Question

How do you integrate \[ - \dfrac{1}{{x{{\left( {\ln x} \right)}^2}}}\]?

Answer 1

Hint: Integration is the process of finding the antiderivative. For, example: The integration of \[f'\left( x \right)\]with respect to dx is given by\[\int {f'\left( x \right)dx = f\left( x \right) + C} \], where C is the constant of integration and in the given function, we can find the integral by simplifying the terms by finding its derivative and apply the rule \[\int {{u^n}du = \dfrac{{{u^{n + 1}}}}{{n + 1}} + C} \]and find the integration of terms.

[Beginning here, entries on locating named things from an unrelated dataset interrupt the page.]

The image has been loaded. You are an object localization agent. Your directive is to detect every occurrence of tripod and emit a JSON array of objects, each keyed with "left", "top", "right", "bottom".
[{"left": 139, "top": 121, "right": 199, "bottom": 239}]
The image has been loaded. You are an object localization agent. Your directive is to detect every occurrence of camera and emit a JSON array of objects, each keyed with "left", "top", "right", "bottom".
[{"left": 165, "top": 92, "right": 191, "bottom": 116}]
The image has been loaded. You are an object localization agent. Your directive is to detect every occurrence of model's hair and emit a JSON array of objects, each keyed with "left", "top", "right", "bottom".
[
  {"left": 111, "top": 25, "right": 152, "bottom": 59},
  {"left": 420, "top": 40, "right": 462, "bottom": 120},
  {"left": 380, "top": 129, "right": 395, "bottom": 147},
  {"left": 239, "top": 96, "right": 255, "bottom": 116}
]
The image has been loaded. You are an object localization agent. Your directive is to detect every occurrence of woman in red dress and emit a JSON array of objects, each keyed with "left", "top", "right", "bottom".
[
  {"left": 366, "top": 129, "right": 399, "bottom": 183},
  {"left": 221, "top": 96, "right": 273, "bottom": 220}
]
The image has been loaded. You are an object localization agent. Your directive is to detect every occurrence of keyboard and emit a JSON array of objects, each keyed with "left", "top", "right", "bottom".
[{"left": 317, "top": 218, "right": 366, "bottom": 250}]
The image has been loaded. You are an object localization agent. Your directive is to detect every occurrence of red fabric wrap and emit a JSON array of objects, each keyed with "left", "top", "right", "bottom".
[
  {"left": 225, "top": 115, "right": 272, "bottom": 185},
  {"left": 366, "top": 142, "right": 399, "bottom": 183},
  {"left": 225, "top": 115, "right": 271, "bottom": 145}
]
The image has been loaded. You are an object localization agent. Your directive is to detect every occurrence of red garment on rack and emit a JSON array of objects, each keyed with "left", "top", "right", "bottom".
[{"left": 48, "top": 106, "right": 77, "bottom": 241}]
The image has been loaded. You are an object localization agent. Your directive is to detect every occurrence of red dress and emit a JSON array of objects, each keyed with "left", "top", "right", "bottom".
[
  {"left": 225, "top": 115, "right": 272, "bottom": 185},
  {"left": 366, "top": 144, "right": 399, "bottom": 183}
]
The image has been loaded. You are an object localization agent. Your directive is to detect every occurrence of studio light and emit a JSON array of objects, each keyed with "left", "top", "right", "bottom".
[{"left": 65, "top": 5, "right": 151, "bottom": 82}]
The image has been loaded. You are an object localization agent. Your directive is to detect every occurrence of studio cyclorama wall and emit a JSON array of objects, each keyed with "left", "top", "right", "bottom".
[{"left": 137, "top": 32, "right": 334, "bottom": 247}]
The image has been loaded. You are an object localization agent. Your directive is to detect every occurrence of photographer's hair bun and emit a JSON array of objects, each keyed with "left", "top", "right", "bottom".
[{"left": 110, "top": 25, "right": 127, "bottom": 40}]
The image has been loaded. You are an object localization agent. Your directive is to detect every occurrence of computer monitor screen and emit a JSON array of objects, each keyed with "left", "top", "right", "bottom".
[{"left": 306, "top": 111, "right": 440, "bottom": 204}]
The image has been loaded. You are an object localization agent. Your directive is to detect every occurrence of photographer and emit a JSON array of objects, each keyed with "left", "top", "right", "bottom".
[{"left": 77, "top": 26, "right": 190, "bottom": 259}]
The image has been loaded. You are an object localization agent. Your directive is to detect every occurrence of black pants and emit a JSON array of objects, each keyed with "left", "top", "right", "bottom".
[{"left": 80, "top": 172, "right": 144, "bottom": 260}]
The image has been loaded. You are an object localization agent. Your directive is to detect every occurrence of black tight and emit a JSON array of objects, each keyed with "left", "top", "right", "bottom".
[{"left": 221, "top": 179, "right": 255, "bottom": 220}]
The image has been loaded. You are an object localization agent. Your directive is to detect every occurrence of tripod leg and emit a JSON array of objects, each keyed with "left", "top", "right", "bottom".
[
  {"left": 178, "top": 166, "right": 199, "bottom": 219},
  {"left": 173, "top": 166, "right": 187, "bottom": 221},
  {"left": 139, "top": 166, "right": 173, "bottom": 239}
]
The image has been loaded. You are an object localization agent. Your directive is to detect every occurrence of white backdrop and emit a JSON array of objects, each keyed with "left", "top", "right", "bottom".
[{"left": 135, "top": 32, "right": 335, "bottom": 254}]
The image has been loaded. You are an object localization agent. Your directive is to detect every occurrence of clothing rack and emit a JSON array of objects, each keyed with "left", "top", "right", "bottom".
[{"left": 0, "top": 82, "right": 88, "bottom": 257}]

Complete step by step solution:
The given function is
\[ - \dfrac{1}{{x{{\left( {\ln x} \right)}^2}}}\]
As given,
\[\int { - \dfrac{1}{{x{{\left( {\ln x} \right)}^2}}}dx} \]
\[ \Rightarrow \]\[\int { - \dfrac{1}{{x{{\left( {\ln x} \right)}^2}}}dx} = - \int {\dfrac{{{{\left( {\ln x} \right)}^{ - 2}}}}{x}dx} \]
We can use substitution here, since the derivative of \[\ln x\], which is \[\dfrac{1}{x}\], is present alongside \[\ln x\].
Let, \[u = \ln x\] such that,
\[du = \dfrac{1}{x}dx\]
Hence, we get:
\[ - \int {\dfrac{{{{\left( {\ln x} \right)}^{ - 2}}}}{x}dx} = - \int {{{\left( {\ln x} \right)}^{ - 2}}\left( {\dfrac{1}{x}} \right)dx} \]
\[ \Rightarrow \]\[ - \int {\dfrac{{{{\left( {\ln x} \right)}^{ - 2}}}}{x}dx} = - \int {{{\left( {\ln x} \right)}^{ - 2}}\left( {\dfrac{1}{x}} \right)dx = - \int {{u^{ - 2}}du} } \]
Now, integrate using this rule i.e.,
\[\int {{u^n}du = \dfrac{{{u^{n + 1}}}}{{n + 1}} + C} \], where \[n \ne 1\].
As per the rule, we have here n = 2, in the given function. Thus, applying this to the equation, we get:
\[ - \int {{u^{ - 2}}du = - \left( {\dfrac{{{u^{ - 2 + 1}}}}{{ - 2 + 1}}} \right) + C} \]
Simplifying the terms, we get
\[ - \int {{u^{ - 2}}du = - \left( {\dfrac{{{u^{ - 1}}}}{{ - 1}}} \right) + C} \]
\[ \Rightarrow \]\[ - \int {{u^{ - 2}}du = \dfrac{1}{u} + C} \]
Since \[u = \ln x\],
= \[\dfrac{1}{{\ln x}} + C\]

Therefore, after integration we get \[ - \dfrac{1}{{x{{\left( {\ln x} \right)}^2}}}\] = \[\dfrac{1}{{\ln x}} + C\]


Note: To integrate the given function, we must know the derivative of the functions, such that based on its derivative we need to apply integration to the terms. There are different integration methods that are used to find an integral of some function, which is easier to evaluate the original integral. Hence, based on the function given we can find the integration of the function i.e., by using the integration methods as the details are given as additional information.